We didn't do much fun, we have a full day (work, going away party, Alicia's funeral) but I made sure to give him a few extra treaties and I gave him a little toy I got while I was at Target today. He qqqqqqqqqqqqqqqqqqqqqqqqqqqqqqqqqqqqqqqqqqqqqqqqqqqqqqqqqqqqqqqqqqqqqqqqqq----- Nutmeg wanted to chime in.
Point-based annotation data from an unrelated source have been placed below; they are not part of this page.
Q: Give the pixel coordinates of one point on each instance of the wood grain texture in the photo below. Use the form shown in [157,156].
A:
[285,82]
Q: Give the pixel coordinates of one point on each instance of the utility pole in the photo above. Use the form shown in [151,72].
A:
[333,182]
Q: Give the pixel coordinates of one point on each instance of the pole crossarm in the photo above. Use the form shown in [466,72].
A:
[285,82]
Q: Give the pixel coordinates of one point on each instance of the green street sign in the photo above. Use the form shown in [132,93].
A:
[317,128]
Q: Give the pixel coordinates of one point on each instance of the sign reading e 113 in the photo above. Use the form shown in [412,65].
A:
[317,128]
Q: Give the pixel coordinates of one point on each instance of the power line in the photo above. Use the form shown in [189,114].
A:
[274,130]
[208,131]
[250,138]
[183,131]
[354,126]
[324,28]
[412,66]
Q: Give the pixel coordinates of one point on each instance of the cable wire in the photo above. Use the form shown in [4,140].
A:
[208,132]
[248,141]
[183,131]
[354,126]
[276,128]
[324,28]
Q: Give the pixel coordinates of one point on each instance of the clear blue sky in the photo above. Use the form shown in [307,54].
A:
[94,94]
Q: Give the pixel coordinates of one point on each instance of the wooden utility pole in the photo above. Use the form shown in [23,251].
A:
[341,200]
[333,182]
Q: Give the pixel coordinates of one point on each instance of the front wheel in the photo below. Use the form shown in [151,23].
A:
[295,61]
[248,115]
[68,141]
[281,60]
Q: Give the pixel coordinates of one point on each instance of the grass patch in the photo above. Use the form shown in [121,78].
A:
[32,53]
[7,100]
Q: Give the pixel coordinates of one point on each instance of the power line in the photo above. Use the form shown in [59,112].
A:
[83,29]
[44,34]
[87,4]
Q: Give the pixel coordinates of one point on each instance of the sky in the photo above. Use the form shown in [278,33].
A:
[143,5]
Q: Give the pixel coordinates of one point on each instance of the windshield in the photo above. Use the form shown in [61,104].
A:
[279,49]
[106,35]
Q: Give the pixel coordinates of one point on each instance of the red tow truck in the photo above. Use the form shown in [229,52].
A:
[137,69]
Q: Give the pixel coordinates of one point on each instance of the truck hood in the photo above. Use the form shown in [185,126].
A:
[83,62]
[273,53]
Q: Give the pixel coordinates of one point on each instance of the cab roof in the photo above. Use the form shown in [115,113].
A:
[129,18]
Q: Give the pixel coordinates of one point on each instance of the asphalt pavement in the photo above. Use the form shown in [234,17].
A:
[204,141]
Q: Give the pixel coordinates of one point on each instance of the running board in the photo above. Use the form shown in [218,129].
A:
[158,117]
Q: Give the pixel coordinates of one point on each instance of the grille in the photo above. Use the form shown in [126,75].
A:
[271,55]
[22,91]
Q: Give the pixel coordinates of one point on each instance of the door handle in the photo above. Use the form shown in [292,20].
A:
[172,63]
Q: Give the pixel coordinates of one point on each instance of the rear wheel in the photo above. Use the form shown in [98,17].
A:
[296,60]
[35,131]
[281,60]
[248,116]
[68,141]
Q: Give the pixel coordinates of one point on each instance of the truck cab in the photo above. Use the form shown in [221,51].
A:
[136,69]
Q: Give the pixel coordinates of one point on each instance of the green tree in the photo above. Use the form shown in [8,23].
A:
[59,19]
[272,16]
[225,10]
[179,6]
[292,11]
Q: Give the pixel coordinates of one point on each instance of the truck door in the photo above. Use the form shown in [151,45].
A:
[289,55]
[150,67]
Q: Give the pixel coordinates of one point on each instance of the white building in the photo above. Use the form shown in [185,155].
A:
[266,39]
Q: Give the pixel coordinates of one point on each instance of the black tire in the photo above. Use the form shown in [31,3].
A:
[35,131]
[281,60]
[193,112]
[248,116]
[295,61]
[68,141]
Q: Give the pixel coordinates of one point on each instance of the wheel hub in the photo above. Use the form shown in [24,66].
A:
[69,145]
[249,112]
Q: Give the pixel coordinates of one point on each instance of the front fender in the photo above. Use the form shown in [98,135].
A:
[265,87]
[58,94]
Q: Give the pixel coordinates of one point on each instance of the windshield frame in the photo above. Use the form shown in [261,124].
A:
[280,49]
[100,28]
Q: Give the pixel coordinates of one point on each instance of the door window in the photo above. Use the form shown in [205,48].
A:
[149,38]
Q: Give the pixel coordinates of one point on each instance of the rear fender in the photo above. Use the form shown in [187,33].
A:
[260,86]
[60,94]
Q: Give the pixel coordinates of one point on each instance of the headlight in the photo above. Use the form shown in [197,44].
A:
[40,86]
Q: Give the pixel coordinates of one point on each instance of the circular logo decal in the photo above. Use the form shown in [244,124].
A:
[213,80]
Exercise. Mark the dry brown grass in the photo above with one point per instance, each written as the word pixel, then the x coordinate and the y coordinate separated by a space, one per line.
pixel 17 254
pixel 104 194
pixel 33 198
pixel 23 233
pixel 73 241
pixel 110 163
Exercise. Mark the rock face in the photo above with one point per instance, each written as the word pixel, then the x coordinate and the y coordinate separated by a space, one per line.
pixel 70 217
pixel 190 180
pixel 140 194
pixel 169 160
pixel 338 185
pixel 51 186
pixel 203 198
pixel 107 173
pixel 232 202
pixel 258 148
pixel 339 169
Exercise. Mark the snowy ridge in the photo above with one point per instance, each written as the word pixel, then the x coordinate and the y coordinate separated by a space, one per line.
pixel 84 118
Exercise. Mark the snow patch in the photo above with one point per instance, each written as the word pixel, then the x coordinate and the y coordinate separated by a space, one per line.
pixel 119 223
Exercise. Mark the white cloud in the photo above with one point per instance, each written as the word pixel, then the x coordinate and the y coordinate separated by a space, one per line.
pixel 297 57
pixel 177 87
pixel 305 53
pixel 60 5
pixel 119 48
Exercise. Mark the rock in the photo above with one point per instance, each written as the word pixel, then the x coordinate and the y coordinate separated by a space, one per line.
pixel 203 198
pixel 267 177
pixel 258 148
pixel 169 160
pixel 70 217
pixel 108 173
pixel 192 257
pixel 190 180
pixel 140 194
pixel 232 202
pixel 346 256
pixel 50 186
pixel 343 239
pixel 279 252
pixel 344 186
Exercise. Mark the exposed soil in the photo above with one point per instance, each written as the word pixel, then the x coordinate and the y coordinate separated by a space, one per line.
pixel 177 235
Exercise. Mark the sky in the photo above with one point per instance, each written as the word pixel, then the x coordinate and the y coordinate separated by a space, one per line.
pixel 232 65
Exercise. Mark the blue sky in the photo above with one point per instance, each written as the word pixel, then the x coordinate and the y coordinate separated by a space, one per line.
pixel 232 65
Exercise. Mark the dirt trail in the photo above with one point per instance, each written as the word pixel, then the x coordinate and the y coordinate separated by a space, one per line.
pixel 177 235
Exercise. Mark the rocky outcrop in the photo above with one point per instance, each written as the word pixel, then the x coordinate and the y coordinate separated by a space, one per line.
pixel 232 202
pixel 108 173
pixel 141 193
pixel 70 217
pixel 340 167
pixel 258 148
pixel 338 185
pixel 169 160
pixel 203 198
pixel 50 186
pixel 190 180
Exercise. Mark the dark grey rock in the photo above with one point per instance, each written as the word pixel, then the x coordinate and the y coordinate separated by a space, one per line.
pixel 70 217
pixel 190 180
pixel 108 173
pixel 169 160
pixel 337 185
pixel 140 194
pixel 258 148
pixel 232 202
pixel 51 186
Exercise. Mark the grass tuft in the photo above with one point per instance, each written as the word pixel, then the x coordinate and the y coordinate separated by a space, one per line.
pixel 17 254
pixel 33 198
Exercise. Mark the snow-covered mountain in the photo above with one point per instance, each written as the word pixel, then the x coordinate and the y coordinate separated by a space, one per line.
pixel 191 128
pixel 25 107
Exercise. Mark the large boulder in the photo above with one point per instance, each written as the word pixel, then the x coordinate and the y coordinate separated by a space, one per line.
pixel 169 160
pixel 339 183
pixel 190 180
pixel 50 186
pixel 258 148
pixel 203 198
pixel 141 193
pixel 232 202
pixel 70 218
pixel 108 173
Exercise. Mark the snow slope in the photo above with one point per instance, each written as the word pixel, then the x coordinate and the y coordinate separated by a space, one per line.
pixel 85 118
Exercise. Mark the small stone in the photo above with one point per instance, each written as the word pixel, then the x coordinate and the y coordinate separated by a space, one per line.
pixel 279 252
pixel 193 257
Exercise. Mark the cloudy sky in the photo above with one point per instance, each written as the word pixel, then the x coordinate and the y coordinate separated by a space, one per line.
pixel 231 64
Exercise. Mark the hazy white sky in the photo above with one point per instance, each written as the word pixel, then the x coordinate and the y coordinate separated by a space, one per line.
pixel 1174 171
swwwwwwwwwwwwwwwwwwwwwwwwwwwwwwwwwwwwwwwwwwwwwwwwwwwwwwwwwwwwwwwwwwwwwwwwwwwwwwwwwwwwwwwwwwwwwwwwwwwwwwwwwwwwwwwwwwwwwwwwwwwwwwwwwwwwwwwwwwwwwwwwwwwwqwwwwwwwwwwwwwwwwwwwwwwwwwwwwwwwwwwwwwwwwwwfgvvvvvvvvvvvvvvvvvvvvvvvvvvvvvvvvvvvvvvvvvvvvvvvvvvvvvvvvvvvvvvvvvvvvvvvvvvvvvvvvvvvvvvvvvvvvvvvvvvvvvvvvvvvvvvvvvvvvvvvvvvvvvvvvvvvvvvvvvvvvvvvvvvvvvvvvvvvvvvvvvvvv23--- She really wants to wish her brother a happy birthday I guess!! 
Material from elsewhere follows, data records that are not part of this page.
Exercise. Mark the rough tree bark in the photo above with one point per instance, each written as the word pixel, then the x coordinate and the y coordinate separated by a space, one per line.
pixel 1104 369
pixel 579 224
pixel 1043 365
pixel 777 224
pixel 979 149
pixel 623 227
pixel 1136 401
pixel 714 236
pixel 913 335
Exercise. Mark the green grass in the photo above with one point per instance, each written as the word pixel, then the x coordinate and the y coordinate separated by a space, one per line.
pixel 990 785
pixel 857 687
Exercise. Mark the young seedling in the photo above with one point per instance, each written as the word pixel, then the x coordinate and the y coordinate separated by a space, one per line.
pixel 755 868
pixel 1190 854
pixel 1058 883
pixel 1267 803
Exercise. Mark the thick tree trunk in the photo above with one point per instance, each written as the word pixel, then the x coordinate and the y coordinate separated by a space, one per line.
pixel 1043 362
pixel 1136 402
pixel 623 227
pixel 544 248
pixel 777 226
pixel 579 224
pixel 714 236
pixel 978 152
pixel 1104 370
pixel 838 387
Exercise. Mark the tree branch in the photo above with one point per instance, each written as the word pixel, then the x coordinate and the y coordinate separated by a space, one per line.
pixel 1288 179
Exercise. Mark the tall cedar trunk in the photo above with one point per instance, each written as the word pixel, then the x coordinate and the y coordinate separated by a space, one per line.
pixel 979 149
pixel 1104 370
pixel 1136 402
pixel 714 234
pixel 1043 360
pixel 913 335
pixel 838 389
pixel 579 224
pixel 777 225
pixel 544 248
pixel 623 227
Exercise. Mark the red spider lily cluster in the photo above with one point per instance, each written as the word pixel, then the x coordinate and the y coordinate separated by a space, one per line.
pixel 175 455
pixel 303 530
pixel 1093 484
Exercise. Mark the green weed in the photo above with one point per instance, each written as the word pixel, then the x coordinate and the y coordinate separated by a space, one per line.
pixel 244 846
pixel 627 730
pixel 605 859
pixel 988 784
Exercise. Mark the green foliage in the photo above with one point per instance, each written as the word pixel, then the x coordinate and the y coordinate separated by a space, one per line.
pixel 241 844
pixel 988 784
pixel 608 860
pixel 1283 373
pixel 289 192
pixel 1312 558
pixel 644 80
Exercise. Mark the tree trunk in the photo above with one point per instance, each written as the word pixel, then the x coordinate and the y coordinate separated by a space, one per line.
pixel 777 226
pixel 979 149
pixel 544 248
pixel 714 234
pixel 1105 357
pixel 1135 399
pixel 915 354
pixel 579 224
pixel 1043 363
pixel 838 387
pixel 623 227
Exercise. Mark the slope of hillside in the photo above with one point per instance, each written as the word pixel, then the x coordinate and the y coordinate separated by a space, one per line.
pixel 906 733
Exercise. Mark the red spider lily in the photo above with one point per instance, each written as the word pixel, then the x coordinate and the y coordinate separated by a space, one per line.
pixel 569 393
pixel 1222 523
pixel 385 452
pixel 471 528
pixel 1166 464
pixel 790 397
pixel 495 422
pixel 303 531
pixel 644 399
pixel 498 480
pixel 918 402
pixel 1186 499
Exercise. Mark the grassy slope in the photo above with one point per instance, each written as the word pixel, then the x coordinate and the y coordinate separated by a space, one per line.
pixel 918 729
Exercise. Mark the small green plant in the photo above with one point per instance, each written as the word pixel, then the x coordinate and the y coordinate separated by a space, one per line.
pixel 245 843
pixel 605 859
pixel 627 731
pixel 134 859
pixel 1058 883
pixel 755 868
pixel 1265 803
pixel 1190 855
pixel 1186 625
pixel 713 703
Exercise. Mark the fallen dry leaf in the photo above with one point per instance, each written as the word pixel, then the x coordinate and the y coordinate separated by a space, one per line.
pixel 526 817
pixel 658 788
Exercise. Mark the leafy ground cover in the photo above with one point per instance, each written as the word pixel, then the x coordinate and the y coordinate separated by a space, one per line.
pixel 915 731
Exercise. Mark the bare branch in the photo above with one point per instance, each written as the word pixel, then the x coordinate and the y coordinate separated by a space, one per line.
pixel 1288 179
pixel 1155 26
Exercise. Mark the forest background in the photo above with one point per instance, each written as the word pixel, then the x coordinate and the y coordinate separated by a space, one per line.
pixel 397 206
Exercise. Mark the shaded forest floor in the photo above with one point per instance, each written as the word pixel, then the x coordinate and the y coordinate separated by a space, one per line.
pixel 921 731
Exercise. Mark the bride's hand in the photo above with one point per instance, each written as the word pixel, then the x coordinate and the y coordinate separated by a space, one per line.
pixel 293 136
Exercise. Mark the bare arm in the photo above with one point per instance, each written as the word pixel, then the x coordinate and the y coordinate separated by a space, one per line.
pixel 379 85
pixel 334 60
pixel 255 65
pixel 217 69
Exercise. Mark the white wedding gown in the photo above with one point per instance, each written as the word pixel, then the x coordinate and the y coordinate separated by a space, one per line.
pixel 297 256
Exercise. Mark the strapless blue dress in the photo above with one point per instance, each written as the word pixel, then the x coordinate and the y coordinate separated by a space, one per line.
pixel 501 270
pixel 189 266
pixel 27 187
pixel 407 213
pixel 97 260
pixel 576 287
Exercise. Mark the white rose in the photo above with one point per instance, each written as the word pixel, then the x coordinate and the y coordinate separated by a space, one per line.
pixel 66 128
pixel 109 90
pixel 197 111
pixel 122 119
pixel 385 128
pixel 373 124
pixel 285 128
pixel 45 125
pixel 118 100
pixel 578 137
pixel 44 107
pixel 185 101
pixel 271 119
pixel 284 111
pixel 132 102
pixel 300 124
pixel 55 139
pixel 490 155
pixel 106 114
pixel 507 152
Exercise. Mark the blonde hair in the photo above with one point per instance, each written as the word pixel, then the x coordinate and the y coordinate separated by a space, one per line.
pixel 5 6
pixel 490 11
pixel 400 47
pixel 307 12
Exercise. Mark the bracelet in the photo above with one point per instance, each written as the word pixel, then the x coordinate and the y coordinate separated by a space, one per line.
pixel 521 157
What I was trying to say is that he ignored the toy and gave me kisses instead. We will be celebrating officially on either Saturday or Sunday. I don't know what to get him yet but I'm thinking a window perch!
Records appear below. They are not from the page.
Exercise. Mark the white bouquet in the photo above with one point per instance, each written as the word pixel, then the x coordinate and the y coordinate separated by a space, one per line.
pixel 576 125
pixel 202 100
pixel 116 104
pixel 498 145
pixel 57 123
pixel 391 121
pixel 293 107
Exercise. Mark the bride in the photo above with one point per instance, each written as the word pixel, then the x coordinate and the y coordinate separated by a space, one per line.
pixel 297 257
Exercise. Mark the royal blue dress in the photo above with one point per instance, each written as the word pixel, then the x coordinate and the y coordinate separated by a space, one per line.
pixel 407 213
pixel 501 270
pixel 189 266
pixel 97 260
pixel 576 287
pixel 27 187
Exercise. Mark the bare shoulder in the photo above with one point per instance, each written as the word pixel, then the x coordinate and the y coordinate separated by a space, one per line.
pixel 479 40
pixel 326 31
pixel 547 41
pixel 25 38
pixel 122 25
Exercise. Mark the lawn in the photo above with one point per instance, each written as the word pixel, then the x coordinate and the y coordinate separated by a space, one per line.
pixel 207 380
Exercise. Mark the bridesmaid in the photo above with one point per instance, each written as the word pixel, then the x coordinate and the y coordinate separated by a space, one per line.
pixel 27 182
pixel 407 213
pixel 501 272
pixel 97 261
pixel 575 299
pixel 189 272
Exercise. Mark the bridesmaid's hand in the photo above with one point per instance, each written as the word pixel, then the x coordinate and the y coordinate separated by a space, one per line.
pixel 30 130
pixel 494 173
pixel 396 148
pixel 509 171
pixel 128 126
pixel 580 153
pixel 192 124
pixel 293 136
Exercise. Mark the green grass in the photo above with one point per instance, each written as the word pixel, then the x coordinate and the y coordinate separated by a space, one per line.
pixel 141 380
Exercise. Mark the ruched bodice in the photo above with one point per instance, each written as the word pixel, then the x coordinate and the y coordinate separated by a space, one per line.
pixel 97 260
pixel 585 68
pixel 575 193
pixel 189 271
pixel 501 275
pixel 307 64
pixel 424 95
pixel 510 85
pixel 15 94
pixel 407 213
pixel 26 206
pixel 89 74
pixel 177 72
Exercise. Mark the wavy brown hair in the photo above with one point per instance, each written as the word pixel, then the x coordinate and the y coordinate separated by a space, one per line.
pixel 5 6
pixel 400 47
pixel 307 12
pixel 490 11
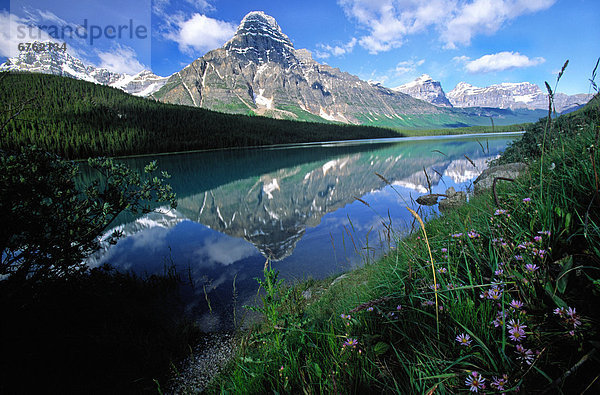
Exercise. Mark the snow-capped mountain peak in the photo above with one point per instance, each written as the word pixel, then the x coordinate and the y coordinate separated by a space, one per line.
pixel 425 88
pixel 64 64
pixel 513 95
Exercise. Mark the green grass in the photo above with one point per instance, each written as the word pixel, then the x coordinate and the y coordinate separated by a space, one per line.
pixel 377 329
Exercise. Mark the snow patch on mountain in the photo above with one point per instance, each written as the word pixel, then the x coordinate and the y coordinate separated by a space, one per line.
pixel 63 64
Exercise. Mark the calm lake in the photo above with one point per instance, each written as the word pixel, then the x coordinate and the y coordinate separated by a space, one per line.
pixel 295 205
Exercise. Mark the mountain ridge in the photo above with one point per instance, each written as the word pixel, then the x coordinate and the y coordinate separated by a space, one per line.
pixel 60 63
pixel 507 95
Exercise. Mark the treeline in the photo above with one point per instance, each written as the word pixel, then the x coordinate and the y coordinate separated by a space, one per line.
pixel 546 134
pixel 78 119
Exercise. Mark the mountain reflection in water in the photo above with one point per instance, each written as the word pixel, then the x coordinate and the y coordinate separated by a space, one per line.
pixel 297 206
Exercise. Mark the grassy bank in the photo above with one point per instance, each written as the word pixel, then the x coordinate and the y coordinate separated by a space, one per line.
pixel 494 296
pixel 465 130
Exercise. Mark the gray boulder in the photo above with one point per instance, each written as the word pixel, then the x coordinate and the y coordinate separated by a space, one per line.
pixel 486 178
pixel 453 199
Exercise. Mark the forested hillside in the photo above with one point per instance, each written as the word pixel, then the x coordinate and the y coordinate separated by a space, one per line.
pixel 78 119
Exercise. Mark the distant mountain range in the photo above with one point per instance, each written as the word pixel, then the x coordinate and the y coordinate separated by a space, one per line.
pixel 259 72
pixel 522 95
pixel 61 63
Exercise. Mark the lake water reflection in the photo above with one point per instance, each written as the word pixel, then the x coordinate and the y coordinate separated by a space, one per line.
pixel 294 205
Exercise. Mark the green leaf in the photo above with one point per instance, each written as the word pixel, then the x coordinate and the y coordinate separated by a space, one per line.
pixel 381 348
pixel 318 370
pixel 563 277
pixel 550 292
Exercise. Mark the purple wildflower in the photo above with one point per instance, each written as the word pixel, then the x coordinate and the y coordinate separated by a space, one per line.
pixel 495 293
pixel 475 382
pixel 473 235
pixel 516 335
pixel 499 321
pixel 464 339
pixel 516 330
pixel 516 324
pixel 350 342
pixel 515 304
pixel 524 354
pixel 531 267
pixel 560 311
pixel 572 317
pixel 500 383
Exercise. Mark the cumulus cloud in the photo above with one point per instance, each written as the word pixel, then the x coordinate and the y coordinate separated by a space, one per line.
pixel 199 33
pixel 408 66
pixel 226 250
pixel 325 51
pixel 121 59
pixel 389 22
pixel 12 31
pixel 499 62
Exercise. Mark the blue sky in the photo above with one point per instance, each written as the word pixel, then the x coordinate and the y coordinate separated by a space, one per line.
pixel 482 42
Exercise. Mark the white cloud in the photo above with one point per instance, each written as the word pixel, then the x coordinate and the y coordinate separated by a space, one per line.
pixel 15 30
pixel 121 59
pixel 389 22
pixel 325 51
pixel 199 33
pixel 486 17
pixel 226 250
pixel 408 66
pixel 499 62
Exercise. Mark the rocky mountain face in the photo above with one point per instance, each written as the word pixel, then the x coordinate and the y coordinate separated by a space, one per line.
pixel 425 88
pixel 260 71
pixel 61 63
pixel 523 95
Now I must attend to a girl who really wants her meowmie's attention, and find her collar, for it isn't on her neck anymore!! Happy Birthday Sinatra!! :smiles


----------



## MowMow (Nov 6, 2010)

Happy birthday, Beautiful!!!

Make your Meowmie spoil you even more than usual!!


----------



## KittieLover (May 2, 2011)

*Happy Birthday Sinatra! Your a beautiful boy!*
*Hope you have the best birthday bash ever!*

*Love from Sarah, Kitty and Catty x*


----------



## Rocky_Raccoon (Jun 7, 2011)

Happy birthday, Sinatra  i'm sure your mommy will spoil you with lots of love, hugs, and kisses! Apparently, there are quite a few kitty birthday's in the month of August  Rocky turns 1 on August 22nd


----------



## littlesushi (Jun 8, 2011)

Happy birthday sinatra!!


----------



## BT1 (May 11, 2010)

Happy birthday Sinatra! I hope you enjoy everything your mum's cooking up 

~ Finnick & Braxen


----------



## SpellQ (Dec 12, 2010)

Happy Birthday, Sinatra!


----------



## Susan (Mar 29, 2010)

Happy Birthday Sinatra...enjoy your window perch!!


----------



## kittywitty (Jun 19, 2010)

Happy Birthday you handsome kitty!!! Enjoy all your treats and make sure you get extra kisses and cuddles.


----------



## Kobster (Feb 1, 2007)

Happy Birthday gorgeous boy!!!!


----------



## praline (Jun 3, 2011)

Happy Birthday!!!


----------



## marie73 (Jul 12, 2006)

My girls send huge Happy Birthday snuggles to Sinatra!


----------



## Sinatra-Butters (Aug 9, 2010)

Sinatra says thanks to everyone! He doesn't mean to be biased, but he is a boy and says he liked the well wishes from Marie's girls the best!! He is a sucker for Cleo, but doesn't want to choose favorites.


----------



## Time Bandit (Aug 17, 2010)

arty A very happy (belated) birthday from me and the girls, Sinatra! :bday


----------



## Luvkitties (Jan 22, 2009)

Happy Birthday Sinatra!!! :bday


----------



## Xanti (Nov 4, 2008)

Happy birthday cutie


----------



## swimkris (Jul 17, 2010)

Happy birthday!!


----------



## bluemilk (Oct 3, 2005)

Happy Birthday to one HIP cat!!!


----------



## dweamgoil (Feb 3, 2010)

Happy Birthday, Sinatra!!!


----------



## konstargirl (Feb 4, 2011)

OMG!! Happy belated Birthday Sinatra!!!


----------